In the second of two concerts last week, at Irvine's Barclay Theater, the Arditti Quartet, masters of contemporary chamber music in any of the most daunting styles you can name, began their program with the “Grosse Fugue” that Beethoven had originally planned as the finale of his Opus 130 Quartet but which he later – on the urging of friends, ancestors perhaps of Peter Gelb – replaced with a kinder, gentler piece. It's an amazing work, that 15-minute exercise in contrapuntal perversity, with Beethoven hurling great handfuls of craggy, twisted melodic lines at one another and commanding them to cohere, and with the players themselves – yes, even the phenomenal Ardittis – driven to violate their instruments' gentler nature with heaven-storming squalls and outcries.
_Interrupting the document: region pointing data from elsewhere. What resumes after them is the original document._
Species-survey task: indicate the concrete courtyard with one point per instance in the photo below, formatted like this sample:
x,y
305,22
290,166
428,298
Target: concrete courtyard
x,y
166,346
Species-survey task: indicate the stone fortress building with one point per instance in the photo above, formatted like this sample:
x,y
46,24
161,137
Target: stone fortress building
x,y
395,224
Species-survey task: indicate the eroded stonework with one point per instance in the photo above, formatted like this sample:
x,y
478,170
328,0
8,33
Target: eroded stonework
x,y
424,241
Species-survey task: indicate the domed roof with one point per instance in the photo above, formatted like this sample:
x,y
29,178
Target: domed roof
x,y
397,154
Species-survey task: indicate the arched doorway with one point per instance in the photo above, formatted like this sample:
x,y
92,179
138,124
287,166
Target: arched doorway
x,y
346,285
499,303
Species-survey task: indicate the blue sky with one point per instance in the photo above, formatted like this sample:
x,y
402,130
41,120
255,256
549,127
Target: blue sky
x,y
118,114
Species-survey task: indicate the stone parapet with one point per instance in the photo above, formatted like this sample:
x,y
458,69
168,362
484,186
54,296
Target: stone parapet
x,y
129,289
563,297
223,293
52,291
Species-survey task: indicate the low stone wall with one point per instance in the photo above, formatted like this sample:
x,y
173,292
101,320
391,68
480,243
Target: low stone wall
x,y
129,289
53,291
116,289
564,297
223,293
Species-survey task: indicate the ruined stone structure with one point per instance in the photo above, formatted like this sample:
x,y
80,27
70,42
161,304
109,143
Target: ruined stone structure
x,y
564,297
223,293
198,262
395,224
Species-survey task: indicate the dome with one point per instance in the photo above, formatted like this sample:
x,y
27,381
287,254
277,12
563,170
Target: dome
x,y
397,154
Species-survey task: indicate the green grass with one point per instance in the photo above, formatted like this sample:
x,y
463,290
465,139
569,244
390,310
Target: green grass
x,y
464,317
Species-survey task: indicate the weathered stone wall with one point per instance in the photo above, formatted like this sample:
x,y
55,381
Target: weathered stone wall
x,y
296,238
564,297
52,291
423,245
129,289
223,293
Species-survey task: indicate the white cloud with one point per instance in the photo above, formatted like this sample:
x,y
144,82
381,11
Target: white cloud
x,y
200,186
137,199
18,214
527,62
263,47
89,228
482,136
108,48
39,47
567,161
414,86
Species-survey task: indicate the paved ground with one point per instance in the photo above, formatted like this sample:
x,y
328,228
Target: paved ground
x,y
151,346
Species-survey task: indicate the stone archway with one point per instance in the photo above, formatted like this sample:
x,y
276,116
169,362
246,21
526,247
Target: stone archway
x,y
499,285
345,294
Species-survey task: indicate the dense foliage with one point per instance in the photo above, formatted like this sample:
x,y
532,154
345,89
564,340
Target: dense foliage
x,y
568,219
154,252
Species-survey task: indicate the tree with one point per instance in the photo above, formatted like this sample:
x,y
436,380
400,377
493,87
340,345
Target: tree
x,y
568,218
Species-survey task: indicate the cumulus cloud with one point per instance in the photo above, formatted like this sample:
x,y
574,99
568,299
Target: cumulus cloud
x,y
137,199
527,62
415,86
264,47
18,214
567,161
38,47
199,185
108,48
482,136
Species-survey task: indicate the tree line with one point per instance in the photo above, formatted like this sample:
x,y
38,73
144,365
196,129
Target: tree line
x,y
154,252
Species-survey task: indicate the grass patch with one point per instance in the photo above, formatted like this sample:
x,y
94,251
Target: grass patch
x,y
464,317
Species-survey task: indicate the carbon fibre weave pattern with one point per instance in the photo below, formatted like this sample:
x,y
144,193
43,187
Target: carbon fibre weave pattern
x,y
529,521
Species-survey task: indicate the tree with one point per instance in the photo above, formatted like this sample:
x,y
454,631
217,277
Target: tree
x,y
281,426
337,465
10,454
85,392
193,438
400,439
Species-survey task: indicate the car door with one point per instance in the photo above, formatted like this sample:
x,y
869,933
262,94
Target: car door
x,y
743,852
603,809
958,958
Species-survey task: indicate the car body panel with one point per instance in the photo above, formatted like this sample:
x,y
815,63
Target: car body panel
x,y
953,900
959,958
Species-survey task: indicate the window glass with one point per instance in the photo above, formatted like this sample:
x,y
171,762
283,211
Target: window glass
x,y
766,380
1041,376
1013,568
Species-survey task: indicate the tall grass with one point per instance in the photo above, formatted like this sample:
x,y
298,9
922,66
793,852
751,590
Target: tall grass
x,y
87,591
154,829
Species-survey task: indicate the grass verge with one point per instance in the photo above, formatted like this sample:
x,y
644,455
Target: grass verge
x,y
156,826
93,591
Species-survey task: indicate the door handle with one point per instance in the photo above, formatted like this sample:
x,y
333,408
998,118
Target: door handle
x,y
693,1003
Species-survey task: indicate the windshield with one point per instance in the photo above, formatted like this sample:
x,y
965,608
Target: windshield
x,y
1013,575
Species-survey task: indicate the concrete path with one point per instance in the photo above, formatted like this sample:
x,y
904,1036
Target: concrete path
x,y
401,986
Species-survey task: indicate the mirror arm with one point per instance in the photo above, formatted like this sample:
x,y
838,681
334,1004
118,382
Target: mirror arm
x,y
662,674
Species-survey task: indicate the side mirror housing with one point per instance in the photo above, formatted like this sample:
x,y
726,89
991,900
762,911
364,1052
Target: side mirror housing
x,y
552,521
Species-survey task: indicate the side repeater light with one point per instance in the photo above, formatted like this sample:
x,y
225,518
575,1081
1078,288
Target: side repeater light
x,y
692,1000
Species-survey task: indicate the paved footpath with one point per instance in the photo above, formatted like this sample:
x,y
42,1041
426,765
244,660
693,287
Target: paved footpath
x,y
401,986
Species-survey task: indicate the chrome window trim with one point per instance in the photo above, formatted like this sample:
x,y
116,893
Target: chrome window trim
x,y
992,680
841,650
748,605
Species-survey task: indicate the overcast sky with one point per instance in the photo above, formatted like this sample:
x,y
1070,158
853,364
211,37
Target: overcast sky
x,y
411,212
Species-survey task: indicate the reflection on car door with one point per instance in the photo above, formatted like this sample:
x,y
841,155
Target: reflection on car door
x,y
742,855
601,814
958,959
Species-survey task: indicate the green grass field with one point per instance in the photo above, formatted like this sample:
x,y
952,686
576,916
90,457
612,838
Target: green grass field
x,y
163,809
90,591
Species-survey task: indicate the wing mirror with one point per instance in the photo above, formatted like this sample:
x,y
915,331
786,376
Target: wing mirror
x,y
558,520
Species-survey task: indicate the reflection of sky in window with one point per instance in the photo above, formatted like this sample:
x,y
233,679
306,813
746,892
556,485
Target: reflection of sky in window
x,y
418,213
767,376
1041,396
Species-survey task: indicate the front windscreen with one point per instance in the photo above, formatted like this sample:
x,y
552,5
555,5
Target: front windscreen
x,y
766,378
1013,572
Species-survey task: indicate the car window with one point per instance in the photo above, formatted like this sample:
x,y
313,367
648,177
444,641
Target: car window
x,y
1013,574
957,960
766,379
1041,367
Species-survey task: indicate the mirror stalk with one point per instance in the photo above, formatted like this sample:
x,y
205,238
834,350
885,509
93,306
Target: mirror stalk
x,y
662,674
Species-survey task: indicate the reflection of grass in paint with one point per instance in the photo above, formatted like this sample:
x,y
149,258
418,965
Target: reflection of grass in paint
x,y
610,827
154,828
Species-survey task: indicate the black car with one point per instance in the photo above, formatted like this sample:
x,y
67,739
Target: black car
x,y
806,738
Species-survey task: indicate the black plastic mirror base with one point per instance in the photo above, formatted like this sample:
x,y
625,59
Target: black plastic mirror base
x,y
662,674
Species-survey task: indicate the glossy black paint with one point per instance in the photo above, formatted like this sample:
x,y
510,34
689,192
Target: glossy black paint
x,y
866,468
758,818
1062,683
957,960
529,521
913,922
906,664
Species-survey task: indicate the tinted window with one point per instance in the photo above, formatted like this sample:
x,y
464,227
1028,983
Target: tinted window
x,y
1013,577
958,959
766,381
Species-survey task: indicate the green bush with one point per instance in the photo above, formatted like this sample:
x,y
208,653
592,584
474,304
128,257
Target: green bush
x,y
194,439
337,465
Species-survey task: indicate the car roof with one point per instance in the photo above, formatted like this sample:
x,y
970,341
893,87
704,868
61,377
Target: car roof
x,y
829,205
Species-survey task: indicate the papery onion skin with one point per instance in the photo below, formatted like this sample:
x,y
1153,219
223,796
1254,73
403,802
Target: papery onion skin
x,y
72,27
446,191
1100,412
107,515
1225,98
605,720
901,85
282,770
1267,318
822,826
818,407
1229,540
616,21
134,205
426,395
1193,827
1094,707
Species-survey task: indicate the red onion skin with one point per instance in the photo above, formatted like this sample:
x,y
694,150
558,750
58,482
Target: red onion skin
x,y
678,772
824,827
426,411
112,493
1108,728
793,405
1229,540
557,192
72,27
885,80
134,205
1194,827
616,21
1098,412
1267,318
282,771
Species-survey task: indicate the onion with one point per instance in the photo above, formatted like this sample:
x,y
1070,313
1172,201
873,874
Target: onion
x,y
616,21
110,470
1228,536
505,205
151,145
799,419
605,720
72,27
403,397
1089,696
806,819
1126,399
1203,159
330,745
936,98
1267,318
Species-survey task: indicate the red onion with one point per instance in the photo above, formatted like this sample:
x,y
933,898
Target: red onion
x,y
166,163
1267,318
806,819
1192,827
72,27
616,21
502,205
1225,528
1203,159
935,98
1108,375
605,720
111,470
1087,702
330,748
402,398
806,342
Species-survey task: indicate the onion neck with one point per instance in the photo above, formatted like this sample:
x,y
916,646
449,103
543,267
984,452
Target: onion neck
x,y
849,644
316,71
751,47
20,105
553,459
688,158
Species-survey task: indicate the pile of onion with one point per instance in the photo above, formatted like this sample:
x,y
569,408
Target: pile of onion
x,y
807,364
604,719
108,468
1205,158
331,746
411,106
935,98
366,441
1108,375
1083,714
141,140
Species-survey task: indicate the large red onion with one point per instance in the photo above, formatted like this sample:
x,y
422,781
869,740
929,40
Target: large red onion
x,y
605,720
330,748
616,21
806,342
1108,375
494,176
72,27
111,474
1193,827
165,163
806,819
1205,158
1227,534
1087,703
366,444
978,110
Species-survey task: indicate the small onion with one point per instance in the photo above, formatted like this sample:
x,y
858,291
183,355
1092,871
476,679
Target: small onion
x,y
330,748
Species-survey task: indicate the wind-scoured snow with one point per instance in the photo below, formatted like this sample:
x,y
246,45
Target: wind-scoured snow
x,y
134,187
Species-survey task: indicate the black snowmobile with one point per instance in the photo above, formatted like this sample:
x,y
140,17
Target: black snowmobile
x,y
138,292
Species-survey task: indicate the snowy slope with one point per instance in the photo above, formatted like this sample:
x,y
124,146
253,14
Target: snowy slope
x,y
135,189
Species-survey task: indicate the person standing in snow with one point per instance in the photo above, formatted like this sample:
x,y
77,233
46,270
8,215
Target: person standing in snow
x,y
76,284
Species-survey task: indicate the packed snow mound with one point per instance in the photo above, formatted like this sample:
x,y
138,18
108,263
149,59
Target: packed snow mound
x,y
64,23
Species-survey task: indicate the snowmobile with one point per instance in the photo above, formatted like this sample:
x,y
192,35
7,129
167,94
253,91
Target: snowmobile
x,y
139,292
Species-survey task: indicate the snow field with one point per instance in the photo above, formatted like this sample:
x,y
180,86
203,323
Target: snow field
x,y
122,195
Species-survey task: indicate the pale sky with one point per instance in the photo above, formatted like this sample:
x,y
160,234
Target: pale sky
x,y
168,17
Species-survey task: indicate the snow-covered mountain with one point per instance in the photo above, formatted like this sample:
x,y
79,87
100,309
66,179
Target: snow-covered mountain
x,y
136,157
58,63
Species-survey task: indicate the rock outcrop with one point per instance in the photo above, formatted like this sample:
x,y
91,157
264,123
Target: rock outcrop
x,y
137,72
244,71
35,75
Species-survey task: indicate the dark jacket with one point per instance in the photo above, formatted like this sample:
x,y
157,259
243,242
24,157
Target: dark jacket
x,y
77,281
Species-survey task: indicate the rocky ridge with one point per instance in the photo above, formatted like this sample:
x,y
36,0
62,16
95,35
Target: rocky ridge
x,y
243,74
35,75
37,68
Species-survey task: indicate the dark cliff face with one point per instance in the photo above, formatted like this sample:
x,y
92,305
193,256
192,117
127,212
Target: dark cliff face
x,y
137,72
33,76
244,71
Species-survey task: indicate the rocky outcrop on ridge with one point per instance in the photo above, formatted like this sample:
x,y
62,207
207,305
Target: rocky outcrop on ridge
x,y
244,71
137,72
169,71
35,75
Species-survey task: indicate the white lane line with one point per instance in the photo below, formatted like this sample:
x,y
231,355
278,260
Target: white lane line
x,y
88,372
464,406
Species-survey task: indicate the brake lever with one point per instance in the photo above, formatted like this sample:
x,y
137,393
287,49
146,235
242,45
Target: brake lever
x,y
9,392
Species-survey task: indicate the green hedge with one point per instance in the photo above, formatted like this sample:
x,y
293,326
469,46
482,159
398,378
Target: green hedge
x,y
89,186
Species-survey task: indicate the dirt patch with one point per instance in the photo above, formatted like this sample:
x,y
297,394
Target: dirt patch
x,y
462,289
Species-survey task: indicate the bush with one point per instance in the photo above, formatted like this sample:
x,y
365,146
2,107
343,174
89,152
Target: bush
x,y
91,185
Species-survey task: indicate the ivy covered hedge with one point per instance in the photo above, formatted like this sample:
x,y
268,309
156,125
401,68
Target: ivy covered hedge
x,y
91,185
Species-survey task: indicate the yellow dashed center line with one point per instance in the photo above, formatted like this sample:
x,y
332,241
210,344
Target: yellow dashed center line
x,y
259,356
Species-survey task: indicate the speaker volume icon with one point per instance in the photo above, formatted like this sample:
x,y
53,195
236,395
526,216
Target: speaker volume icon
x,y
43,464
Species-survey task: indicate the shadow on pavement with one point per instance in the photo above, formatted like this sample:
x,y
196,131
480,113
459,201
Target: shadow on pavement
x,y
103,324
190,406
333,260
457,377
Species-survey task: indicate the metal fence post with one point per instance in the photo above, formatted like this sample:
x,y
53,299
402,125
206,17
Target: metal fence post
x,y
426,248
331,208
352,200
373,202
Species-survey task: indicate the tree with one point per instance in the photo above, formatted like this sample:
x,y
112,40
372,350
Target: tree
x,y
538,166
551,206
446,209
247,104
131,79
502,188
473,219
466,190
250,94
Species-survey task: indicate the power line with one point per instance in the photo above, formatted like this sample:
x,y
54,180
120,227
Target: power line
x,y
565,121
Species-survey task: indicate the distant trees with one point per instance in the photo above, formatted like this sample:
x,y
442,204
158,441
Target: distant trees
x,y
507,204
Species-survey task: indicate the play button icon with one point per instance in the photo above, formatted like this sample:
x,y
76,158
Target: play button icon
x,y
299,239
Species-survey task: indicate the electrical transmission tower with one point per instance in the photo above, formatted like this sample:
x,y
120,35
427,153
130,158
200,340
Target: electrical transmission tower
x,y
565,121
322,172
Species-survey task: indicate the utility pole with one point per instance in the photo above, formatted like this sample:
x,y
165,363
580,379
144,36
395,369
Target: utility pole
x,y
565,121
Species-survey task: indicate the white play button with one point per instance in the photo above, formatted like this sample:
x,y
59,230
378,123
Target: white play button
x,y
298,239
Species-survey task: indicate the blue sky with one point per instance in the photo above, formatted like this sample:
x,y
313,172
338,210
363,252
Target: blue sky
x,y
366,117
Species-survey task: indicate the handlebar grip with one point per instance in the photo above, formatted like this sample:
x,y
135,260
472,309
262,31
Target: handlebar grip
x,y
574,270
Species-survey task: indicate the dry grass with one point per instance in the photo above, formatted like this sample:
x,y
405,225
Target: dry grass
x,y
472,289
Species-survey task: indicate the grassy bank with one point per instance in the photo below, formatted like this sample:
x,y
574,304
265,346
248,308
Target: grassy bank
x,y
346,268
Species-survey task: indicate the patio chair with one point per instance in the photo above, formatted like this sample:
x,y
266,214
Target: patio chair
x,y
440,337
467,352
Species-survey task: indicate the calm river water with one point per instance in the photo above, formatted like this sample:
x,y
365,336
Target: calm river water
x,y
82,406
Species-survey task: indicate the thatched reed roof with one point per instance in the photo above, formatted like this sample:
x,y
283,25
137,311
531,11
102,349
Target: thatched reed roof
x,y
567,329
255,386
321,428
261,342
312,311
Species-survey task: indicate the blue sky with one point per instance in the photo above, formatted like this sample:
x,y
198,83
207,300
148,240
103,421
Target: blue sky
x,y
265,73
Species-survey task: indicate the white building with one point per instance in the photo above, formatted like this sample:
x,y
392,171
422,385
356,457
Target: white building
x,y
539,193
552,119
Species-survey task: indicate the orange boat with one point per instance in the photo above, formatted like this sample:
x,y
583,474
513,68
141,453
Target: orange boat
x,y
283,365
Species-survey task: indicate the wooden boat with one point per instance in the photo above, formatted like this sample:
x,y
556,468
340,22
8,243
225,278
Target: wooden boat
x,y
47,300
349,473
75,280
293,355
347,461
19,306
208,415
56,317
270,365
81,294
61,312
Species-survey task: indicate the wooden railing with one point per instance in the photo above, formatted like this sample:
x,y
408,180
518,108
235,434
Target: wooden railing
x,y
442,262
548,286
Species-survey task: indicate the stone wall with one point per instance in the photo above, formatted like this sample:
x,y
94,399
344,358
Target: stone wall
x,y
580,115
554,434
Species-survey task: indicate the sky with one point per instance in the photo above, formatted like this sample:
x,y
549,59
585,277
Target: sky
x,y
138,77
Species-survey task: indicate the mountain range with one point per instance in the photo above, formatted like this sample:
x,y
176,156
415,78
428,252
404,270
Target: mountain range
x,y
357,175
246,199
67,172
The remainder of the program that night included three more-recent works of killer status – Elliott Carter's new Quartet No. 5, the Second Quartet of Akira Nishimura and the Second of Ligeti; the Carter and Nishimura had also been on the previous night's concert at the County Museum, with lesser pieces by Jonathan Harvey and Roger Reynolds. At the Irvine concert the Beethoven of 1826 seemed to belong in this late-20th-century company, joining heart and mind to share the element that above all sustains the art of great composers of any time: the passion to be brave, and to assume bravery in the audience as well. The crowd at the County Museum was full of Arditti groupies (I am one); the Irvine turnout was older, subscribers to a chamber-music series that had previously included more comforting fare. Yet the exit doors were seldom used during this extraordinary concert; bravery was in the air.